With the potential end of large-scale irrigation projected over the central and southern portions of the Ogallala in the next 100 yr, previous research in the Ogallala region has focused on water-saving regulations, technology, infrastructure, practices, and crop genetics (Cooper et al. 2014), often with the expectation that farm production will revert to dryland practices when the aquifer is depleted (Wheeler et al. 2008; Amosson et al. 2009; Dobrowolski and Engle 2016; Cotterman et al. 2018; Deines et al. 2020).
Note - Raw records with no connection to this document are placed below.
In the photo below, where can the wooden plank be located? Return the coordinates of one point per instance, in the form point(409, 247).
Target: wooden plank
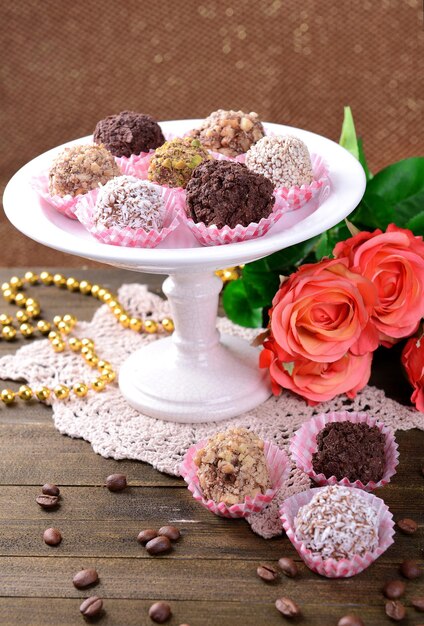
point(38, 446)
point(65, 612)
point(213, 580)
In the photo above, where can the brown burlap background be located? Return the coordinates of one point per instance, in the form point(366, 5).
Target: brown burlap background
point(64, 65)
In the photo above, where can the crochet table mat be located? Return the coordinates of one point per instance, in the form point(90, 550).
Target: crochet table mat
point(116, 430)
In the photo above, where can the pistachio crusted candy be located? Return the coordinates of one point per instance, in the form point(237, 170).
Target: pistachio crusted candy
point(232, 466)
point(173, 163)
point(79, 169)
point(337, 523)
point(284, 160)
point(227, 193)
point(129, 201)
point(129, 133)
point(230, 132)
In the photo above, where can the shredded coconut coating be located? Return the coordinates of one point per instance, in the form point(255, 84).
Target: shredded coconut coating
point(337, 523)
point(284, 160)
point(129, 201)
point(79, 169)
point(232, 466)
point(230, 132)
point(173, 163)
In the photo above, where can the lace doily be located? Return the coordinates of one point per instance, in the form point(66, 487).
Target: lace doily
point(116, 430)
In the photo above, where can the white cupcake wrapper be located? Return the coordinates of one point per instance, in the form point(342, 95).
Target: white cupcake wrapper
point(341, 568)
point(278, 467)
point(66, 205)
point(125, 235)
point(304, 443)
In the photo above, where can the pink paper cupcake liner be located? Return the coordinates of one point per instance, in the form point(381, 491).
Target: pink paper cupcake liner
point(278, 467)
point(304, 444)
point(127, 236)
point(341, 568)
point(213, 236)
point(66, 205)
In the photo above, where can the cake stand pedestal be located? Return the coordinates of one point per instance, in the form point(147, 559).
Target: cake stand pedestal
point(195, 375)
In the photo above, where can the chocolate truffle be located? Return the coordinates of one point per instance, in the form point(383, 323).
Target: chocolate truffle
point(232, 466)
point(354, 451)
point(173, 163)
point(284, 160)
point(337, 523)
point(79, 169)
point(227, 193)
point(129, 133)
point(129, 201)
point(230, 132)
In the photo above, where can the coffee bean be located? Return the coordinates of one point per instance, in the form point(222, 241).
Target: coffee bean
point(91, 607)
point(350, 620)
point(267, 572)
point(288, 567)
point(172, 532)
point(146, 535)
point(47, 502)
point(418, 603)
point(410, 569)
point(160, 612)
point(407, 526)
point(50, 490)
point(116, 482)
point(395, 610)
point(52, 537)
point(158, 545)
point(85, 578)
point(287, 607)
point(394, 589)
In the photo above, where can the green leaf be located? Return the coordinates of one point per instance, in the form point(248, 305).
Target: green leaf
point(399, 187)
point(238, 308)
point(363, 160)
point(416, 224)
point(348, 137)
point(285, 261)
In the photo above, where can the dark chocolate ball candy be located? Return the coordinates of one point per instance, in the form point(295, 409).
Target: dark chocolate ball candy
point(226, 193)
point(128, 133)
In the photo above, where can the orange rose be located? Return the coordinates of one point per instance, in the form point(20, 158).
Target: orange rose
point(316, 382)
point(413, 362)
point(322, 311)
point(394, 262)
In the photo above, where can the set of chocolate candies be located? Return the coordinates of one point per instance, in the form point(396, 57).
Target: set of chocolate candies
point(338, 528)
point(227, 180)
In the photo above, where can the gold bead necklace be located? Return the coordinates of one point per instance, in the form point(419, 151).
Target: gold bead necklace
point(59, 332)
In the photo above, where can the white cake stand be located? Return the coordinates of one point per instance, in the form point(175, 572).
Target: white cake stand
point(195, 375)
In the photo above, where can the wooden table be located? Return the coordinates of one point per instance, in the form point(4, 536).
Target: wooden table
point(209, 578)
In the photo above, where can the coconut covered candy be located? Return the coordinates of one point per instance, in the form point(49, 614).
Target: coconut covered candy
point(284, 160)
point(129, 133)
point(224, 193)
point(173, 163)
point(79, 169)
point(127, 201)
point(337, 523)
point(232, 466)
point(230, 132)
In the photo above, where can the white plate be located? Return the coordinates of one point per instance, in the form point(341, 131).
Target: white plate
point(39, 221)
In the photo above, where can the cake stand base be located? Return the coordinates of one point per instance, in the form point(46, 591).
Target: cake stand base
point(228, 382)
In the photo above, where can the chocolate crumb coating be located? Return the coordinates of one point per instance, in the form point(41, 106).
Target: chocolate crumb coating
point(129, 133)
point(354, 451)
point(227, 193)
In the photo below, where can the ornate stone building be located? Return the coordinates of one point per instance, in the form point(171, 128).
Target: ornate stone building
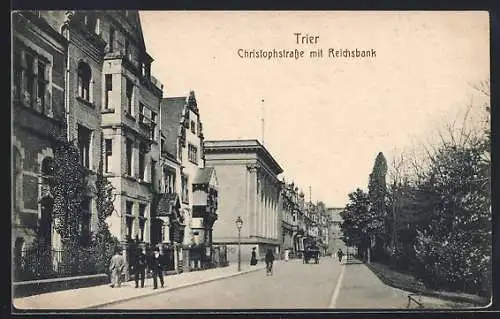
point(187, 207)
point(248, 187)
point(38, 114)
point(89, 70)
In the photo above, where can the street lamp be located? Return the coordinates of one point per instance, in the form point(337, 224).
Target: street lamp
point(239, 224)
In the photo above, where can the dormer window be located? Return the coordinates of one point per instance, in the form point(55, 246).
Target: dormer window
point(193, 127)
point(84, 76)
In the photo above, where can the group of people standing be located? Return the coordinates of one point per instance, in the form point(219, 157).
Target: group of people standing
point(138, 267)
point(269, 259)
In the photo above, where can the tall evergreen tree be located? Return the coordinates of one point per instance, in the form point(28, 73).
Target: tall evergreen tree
point(377, 192)
point(356, 218)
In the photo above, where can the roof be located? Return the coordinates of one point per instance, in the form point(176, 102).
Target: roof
point(240, 146)
point(171, 115)
point(203, 175)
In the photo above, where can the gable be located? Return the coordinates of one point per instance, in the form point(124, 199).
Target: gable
point(213, 179)
point(135, 21)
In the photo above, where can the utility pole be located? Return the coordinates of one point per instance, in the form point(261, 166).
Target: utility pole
point(262, 121)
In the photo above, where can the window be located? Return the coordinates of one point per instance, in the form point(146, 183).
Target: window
point(47, 169)
point(169, 181)
point(17, 180)
point(129, 93)
point(162, 145)
point(128, 151)
point(108, 83)
point(148, 71)
point(108, 150)
point(153, 125)
point(141, 113)
point(185, 190)
point(193, 127)
point(84, 75)
point(42, 83)
point(142, 220)
point(84, 136)
point(111, 39)
point(153, 172)
point(29, 76)
point(193, 154)
point(142, 164)
point(85, 222)
point(129, 218)
point(127, 49)
point(97, 26)
point(18, 75)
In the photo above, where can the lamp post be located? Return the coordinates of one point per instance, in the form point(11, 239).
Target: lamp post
point(239, 224)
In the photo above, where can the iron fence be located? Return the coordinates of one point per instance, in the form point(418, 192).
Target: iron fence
point(33, 264)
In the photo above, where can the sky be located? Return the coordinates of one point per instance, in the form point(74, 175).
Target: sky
point(325, 119)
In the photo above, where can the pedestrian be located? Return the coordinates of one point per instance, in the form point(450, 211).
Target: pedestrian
point(139, 267)
point(340, 254)
point(116, 266)
point(156, 268)
point(269, 262)
point(253, 259)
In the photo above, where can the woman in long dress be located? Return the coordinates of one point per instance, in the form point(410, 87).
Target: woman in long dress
point(253, 259)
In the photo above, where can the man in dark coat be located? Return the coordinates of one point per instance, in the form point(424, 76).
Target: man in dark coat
point(116, 266)
point(139, 268)
point(156, 268)
point(269, 262)
point(253, 259)
point(340, 254)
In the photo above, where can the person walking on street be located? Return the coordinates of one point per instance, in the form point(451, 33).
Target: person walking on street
point(157, 268)
point(139, 268)
point(253, 259)
point(269, 262)
point(340, 254)
point(116, 266)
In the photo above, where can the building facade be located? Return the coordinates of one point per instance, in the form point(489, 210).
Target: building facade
point(335, 243)
point(38, 117)
point(248, 187)
point(189, 189)
point(96, 75)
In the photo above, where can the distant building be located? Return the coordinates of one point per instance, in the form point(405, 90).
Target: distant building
point(189, 190)
point(38, 114)
point(335, 241)
point(86, 74)
point(249, 187)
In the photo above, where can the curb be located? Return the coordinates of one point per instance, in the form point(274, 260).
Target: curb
point(95, 306)
point(428, 293)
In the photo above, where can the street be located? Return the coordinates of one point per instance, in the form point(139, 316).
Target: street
point(294, 285)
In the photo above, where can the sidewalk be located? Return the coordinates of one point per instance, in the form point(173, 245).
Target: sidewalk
point(94, 297)
point(361, 288)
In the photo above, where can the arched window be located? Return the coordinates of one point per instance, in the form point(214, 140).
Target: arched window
point(84, 76)
point(47, 169)
point(17, 180)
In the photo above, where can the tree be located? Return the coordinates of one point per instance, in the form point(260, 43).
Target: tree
point(68, 189)
point(104, 243)
point(454, 246)
point(377, 192)
point(355, 221)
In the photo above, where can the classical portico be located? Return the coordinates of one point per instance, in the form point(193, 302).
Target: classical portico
point(249, 187)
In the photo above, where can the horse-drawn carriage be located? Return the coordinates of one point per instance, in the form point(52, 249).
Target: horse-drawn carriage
point(311, 253)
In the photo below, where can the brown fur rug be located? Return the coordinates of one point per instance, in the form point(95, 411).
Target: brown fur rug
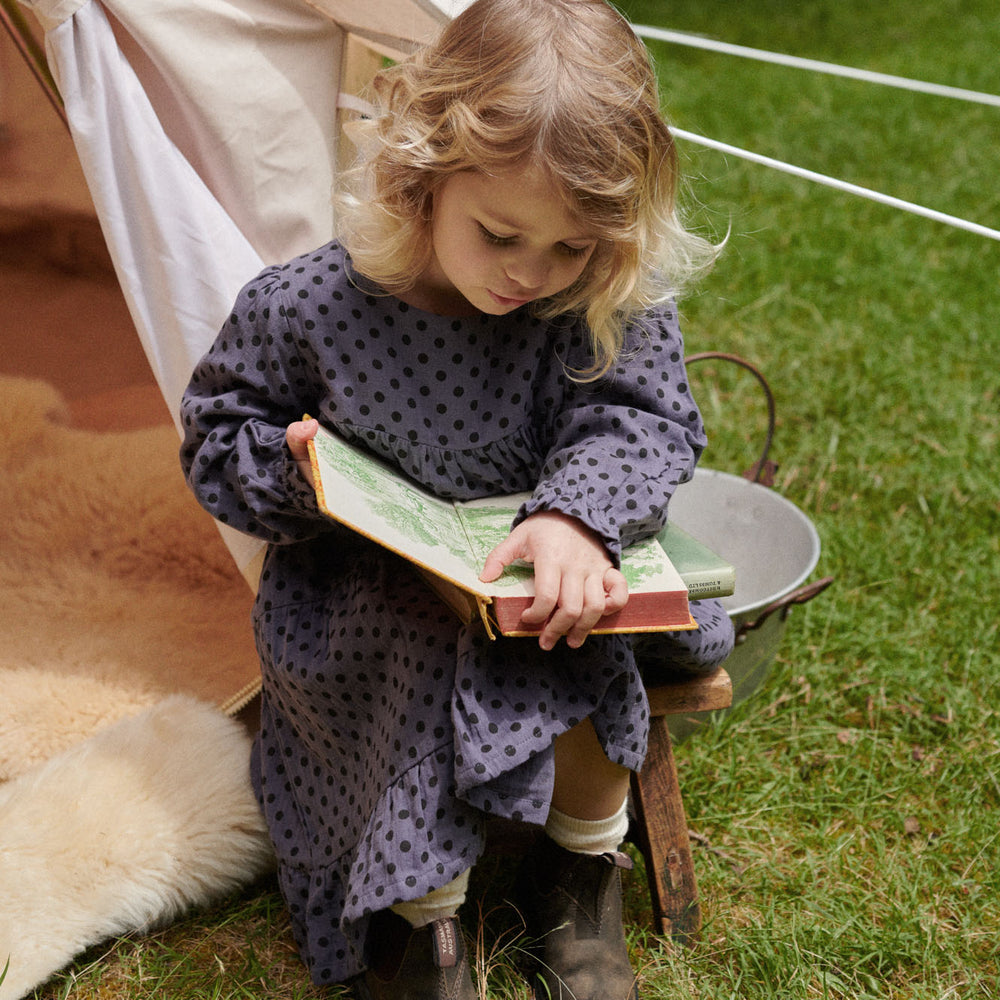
point(124, 636)
point(115, 588)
However, barring some unforeseen advances in agronomic practices and crop genetics, 24% of the soils overlying the aquifer, including 13% that are currently under irrigation regimes, may not be suitable for cropland production without irrigation (Deines et al. 2020), meaning that conversion to grasslands (pasture or rangeland) may be the best and most sustainable use of these marginal agricultural soils when the aquifer is depleted (Dobrowolski and Engle 2016). While there have been several studies conducted on the impacts of the declining aquifer on intensive agricultural production and water usage, there has been little attention focused on the important role that rangeland management can play within a socioecological context as part of the ecosystem services portfolio of a post-Ogallala landscape. In this paper, we will 1) briefly review the history of the Ogallala region, from presettlement through the present, 2) examine what has led to this modern-day “tragedy of the commons,” 3) the impending reduction of cropland production, and 4) how the art and science of rangeland management may be called on to lead interdisciplinary solutions to provide critical ecosystem services from derelict farmland.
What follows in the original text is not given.